Noise Analysis and Data Refinement for Chemical Reactions from US Patents via Large Language Models

Chaewon Lee,Shuan Chen,Kai Tzu-iunn Ong,Jinyoung Yeo,Yousung Jung
DOI: https://doi.org/10.26434/chemrxiv-2024-1zl02
2024-10-30
Abstract:The extraction of chemical reactions from U.S. Patent and Trademark Office (USPTO) documents has enabled significant advancements in machine learning models for organic synthesis. While the USPTO dataset offers a large and diverse collection of reaction data, recent studies have identified issues such as inconsistent or missing chemical entries, impacting data quality. To address these challenges, we employed fine-tuned large language models (LLMs) to revisit experimental sections in the US patents, performing a comprehensive analysis of noisy reaction data.
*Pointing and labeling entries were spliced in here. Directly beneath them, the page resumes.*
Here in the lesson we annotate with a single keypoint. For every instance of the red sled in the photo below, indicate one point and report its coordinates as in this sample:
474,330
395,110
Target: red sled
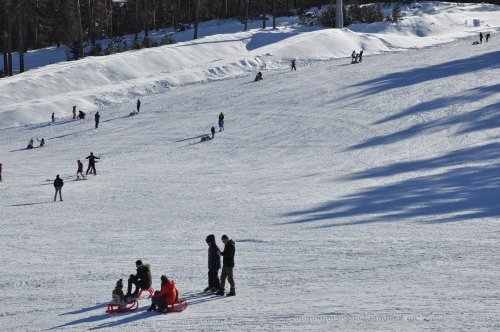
116,308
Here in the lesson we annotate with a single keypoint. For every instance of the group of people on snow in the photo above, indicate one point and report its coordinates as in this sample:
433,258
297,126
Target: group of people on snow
356,57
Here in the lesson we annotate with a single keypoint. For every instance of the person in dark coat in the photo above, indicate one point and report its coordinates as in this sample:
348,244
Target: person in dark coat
97,117
221,121
79,172
58,184
92,161
141,280
213,264
227,266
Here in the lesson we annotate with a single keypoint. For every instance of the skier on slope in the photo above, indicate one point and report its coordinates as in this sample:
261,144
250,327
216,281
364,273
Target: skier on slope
92,161
79,172
213,265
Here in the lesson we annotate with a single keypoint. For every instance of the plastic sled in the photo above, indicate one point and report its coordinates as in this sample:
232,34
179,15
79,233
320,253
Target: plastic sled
149,290
179,306
115,307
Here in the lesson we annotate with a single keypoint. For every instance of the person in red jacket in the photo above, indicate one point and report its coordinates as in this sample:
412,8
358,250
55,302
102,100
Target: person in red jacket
168,295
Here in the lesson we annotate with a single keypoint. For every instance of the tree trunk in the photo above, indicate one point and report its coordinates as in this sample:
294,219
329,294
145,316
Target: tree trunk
196,18
246,14
264,8
80,29
21,41
274,14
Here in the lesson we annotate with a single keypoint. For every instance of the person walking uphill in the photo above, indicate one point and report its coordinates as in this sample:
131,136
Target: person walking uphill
213,264
58,184
141,280
92,162
97,117
227,266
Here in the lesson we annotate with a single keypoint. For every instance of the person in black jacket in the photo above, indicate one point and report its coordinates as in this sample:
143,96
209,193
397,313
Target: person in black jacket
92,162
227,266
97,117
58,183
141,280
213,264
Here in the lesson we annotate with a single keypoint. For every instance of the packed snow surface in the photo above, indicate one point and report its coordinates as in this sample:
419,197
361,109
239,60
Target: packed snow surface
360,197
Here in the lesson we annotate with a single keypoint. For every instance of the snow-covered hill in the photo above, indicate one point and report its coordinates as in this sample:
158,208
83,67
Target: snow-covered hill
360,197
97,83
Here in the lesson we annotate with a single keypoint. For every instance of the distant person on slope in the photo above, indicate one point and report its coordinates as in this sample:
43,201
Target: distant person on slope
168,295
213,264
141,280
58,184
79,171
92,161
221,122
117,294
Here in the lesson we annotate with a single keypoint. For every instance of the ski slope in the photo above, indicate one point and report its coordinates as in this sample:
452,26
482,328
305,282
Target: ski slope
360,197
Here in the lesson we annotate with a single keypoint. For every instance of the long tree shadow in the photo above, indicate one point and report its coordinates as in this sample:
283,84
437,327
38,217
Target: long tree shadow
457,194
430,73
486,117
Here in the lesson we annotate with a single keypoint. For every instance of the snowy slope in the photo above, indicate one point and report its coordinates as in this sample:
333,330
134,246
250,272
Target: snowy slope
96,83
361,197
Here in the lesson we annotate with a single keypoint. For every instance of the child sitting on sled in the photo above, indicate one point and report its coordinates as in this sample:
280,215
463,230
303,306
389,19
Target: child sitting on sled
118,295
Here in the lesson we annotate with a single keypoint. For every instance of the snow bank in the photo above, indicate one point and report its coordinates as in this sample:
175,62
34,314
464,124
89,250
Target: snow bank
96,82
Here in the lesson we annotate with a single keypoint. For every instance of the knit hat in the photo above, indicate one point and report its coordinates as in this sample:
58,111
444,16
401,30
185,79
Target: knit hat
119,284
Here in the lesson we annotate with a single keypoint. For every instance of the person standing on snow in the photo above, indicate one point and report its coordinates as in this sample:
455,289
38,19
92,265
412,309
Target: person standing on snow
227,266
92,161
97,117
79,172
141,280
221,122
58,184
213,264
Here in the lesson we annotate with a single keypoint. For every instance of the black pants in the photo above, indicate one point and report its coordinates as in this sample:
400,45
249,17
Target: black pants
213,278
91,168
139,284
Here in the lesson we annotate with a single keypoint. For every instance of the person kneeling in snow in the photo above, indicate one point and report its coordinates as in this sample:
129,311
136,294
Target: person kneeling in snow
118,295
168,295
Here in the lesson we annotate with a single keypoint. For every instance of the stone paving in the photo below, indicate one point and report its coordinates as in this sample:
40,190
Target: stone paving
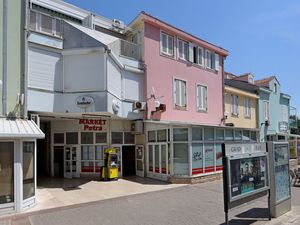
199,204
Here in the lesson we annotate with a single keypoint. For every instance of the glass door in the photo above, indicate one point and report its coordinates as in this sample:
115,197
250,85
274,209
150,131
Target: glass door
139,157
158,159
6,174
119,153
71,164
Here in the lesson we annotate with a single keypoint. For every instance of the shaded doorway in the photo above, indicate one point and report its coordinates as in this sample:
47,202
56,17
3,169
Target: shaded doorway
128,160
58,164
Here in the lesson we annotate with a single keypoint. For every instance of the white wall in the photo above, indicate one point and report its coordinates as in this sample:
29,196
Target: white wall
44,69
84,72
133,86
114,79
Our findings demonstrate that LLMs produce fewer false reactions compared to existing datasets and reveal that many reactions in US patents involve multiple experimental steps, previously overlooked by standard extraction methods. Our analysis suggests that untraceable references and erroneous chemical names are primary sources of data noise. We also identify reaction types with high susceptibility to these issues, recommending scientists avoid using those high-risk reaction data.
Chemistry
What problem does this paper attempt to address?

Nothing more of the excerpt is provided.